On Tue, Feb 16, 2010 at 5:16 AM, Forest Bond <for...@alittletooquiet.net> wrote:
> Hi,
>
> Django allows an iterator to be passed as response content when instantiating 
> an
> HttpResponse.  However, doing so causes problems with the following classes 
> and
> functions:
>
> UpdateCacheMiddleware:
>  Caches the response object using the configured cache backend, but most
>  iterators cannot be pickled.
> CommonMiddleware:
>  Calculates a value for the ETag header, causing the iterator to be drained
>  prematurely.
> GzipMiddleware:
>  Calculates the response content length, causing the iterator to be drained
>  prematurely.
> ConditionalGetMiddleware
>  Calculates the response content length and sets the Content-Length header,
>  causing the iterator to be drained prematurely.
> patch_response_headers
>  Calculates a value for the ETag header, causing the iterator to be drained
>  prematurely.
>
> Some of these problems are discussed in the following tickets:
>
> #6027: FileWrapper iterator drained by GzipMiddleware before content can be 
> returned
> #6527: A bug in HttpResponse with iterators
> #12214: never_cache decorator breaks HttpResponse with iterator content
>
> Attached is a proof-of-concept patch illustrating how I'd like to tackle this
> issue.
>
> Roughly, my approach is as follows:
>
> * Introduce a ResponseContent class with subclasses MutableResponseContent and
>  IteratorResponseContent to limit operations on the response content depending
>  on the type of the value provided (string type or iterator).
> * Forbid premature draining of the content iterator via response.content by 
> only
>  evaluating the content iterator if accessed via iter(response) and raising an
>  exception if it is accessed via response.content.
> * Modify middleware/view decorator code that accesses response.content to 
> check
>  response.content_obj.is_readable() before trying to read the content.
>
> This approach should be backwards compatible, with the exception that if a
> middleware or view decorator does inappropriately access response.content, a
> TypeError will be raised.  Previously, the content iterator would be 
> prematurely
> drained and an empty response would be returned.  Since the previous behavior
> was not usable, it seems unlikely anyone would be depending on it.
>
> I have a few questions:
>
> * Does this approach make sense to others?  If so, I'll add a few tests and 
> look
>  at how the docs might need updating.

I think I understand where you're coming from, but I'm not immediately
convinced it's the right approach.  In particular, I'm not convinced
we can lock down the ability to iterate over responses more than once
in the way you have done.

I acknowledge that this fixes the problem (in the sense that it makes
the errors caused by multiple iteration go away), but I'm not sure
it's the right solution. Disabling Etags, content-length coding,
gziped content and so on seems like throwing the baby out with the
bathwater.

My immediate reaction is that we should be trying to capture and
preserve the process of evaluating the iterator, not limit the ability
to iterate. That is - the first attempt to evaluate the iterator
should store the content, and that evaluated content should be made
available by anything else that needs to iterate over the content.

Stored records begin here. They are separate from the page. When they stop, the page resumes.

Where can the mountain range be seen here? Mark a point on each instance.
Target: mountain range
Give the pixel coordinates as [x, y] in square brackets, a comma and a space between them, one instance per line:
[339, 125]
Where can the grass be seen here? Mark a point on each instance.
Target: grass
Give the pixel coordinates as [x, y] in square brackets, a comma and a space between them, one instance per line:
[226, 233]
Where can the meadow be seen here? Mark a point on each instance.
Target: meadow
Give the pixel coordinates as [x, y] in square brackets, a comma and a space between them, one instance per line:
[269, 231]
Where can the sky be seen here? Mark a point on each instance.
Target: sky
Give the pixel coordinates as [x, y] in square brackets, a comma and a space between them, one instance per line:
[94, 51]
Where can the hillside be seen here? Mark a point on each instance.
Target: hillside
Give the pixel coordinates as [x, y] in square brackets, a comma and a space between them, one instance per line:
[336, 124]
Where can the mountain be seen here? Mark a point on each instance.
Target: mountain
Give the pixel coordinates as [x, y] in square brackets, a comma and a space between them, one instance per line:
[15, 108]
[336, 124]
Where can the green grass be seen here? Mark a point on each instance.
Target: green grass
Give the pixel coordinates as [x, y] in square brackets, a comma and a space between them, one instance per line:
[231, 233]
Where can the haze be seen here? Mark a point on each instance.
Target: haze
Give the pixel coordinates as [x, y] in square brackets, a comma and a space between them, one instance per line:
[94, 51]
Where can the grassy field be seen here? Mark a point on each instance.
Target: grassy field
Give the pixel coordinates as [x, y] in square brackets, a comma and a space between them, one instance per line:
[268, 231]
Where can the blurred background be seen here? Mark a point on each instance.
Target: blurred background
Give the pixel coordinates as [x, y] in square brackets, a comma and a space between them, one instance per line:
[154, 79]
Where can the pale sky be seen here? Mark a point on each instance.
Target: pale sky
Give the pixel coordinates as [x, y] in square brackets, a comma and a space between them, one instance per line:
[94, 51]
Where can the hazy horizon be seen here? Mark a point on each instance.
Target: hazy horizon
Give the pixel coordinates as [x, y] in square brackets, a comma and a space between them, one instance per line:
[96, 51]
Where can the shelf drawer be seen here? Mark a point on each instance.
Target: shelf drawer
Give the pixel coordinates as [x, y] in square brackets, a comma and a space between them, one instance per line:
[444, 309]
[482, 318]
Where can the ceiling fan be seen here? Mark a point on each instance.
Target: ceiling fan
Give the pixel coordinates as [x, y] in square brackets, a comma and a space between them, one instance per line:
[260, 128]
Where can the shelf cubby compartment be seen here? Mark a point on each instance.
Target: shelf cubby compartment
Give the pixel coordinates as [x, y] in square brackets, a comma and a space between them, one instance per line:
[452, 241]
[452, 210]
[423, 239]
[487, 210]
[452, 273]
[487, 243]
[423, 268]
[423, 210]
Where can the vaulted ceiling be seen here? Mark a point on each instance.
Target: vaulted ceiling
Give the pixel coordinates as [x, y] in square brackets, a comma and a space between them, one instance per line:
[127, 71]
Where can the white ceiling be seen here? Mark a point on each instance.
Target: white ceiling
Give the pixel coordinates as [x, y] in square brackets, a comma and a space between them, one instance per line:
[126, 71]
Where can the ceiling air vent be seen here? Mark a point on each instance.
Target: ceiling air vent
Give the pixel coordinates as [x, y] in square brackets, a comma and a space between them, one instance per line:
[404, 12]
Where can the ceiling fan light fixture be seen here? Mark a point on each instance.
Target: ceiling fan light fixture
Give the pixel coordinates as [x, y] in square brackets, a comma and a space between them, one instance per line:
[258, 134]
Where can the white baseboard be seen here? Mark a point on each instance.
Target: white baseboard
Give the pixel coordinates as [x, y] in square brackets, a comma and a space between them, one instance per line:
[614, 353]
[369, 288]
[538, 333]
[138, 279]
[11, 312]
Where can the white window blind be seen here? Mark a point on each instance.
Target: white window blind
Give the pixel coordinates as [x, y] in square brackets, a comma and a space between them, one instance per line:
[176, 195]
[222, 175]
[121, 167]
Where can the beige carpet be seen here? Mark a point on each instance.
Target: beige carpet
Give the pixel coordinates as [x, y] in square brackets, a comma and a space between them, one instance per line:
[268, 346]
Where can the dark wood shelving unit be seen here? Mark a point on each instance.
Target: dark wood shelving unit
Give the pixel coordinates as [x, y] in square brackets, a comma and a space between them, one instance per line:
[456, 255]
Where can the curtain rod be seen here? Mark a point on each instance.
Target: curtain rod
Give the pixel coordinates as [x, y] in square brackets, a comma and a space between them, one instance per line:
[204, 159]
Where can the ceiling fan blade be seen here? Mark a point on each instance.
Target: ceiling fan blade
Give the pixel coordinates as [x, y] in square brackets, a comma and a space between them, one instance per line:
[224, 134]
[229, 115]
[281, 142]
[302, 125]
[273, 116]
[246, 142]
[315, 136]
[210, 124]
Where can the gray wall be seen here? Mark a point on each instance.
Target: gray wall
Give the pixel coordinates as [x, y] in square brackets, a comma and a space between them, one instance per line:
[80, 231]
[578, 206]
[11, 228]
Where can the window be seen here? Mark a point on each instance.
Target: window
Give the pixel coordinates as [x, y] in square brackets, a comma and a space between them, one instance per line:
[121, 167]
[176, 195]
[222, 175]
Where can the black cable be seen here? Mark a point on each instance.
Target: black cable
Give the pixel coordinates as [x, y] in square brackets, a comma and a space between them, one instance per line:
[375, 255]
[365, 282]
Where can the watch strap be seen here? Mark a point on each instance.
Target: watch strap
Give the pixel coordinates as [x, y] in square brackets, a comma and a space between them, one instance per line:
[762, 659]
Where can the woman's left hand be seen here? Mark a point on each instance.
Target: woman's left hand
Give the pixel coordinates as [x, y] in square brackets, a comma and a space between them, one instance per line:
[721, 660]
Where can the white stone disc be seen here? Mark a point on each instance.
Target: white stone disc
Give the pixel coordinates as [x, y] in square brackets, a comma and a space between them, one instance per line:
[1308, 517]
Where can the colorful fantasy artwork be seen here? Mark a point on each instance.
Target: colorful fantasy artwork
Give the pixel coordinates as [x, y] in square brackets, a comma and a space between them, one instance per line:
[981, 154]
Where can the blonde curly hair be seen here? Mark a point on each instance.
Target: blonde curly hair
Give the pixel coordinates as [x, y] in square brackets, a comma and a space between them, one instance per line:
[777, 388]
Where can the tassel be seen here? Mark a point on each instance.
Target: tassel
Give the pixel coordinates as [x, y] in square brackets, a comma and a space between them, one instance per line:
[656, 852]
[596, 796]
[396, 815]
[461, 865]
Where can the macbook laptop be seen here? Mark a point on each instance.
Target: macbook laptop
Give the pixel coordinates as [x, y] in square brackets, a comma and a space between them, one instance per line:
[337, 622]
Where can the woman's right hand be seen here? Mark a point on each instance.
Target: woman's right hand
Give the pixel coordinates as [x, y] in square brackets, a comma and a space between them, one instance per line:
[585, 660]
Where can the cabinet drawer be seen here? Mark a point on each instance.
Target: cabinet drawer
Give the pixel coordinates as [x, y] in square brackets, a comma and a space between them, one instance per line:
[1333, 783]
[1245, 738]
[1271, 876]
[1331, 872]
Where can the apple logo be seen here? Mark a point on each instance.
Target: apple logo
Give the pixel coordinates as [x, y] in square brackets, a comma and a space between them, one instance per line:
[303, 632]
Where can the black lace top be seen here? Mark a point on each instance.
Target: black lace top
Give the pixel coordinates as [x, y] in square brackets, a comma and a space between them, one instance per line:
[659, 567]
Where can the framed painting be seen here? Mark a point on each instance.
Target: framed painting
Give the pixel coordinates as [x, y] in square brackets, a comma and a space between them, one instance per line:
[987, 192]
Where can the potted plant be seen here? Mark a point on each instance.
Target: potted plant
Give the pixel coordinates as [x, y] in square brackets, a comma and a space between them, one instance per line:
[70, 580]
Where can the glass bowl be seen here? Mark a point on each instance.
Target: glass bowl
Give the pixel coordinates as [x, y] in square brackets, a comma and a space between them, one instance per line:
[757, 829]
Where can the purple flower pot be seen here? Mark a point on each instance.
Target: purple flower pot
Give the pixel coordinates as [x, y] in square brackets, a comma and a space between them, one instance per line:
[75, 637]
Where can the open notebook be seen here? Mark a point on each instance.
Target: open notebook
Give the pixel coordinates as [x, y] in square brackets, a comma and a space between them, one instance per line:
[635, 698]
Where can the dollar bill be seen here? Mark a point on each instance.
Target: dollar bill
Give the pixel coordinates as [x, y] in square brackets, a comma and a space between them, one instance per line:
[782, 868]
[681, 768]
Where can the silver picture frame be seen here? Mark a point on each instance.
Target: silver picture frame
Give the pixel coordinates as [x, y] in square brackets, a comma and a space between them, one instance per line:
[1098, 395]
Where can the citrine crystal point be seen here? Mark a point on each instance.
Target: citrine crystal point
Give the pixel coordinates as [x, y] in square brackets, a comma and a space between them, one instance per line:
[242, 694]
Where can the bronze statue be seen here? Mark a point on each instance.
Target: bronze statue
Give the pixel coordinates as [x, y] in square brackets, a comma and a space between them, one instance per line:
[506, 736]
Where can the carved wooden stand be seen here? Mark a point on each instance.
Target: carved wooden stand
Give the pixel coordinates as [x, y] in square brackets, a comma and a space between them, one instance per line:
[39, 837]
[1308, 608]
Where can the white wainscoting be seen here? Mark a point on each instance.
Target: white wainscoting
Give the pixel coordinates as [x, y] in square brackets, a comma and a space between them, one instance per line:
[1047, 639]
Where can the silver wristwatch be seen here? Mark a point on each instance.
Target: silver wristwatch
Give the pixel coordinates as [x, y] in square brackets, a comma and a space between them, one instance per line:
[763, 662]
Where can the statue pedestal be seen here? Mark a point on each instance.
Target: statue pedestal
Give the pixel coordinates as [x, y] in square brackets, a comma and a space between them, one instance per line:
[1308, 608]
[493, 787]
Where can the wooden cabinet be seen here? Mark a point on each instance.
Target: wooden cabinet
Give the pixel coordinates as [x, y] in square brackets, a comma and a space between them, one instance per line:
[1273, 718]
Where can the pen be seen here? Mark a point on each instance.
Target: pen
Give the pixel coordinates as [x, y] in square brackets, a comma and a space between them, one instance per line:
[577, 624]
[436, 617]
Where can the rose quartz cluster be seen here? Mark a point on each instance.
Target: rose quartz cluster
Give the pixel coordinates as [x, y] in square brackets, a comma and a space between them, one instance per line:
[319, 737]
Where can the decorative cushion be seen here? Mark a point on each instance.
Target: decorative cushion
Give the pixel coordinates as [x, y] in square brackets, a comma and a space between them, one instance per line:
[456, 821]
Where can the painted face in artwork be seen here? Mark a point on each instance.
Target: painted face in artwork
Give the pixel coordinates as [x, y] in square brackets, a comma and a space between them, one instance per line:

Of course, the simplest way to do this would be to just evaluate the
iterator as soon as it is provided -- which kind of negates any
benefit of using an iterator in the first place. So -- I suppose the
bigger question that needs to be asked is what exactly is the use case
for an iterable response? I mean, I understand the general benefit of
using iterators and generators instead of rolled out lists, but what
is the use case in a HTTP context?

> * Is this type of change too invasive for 1.2?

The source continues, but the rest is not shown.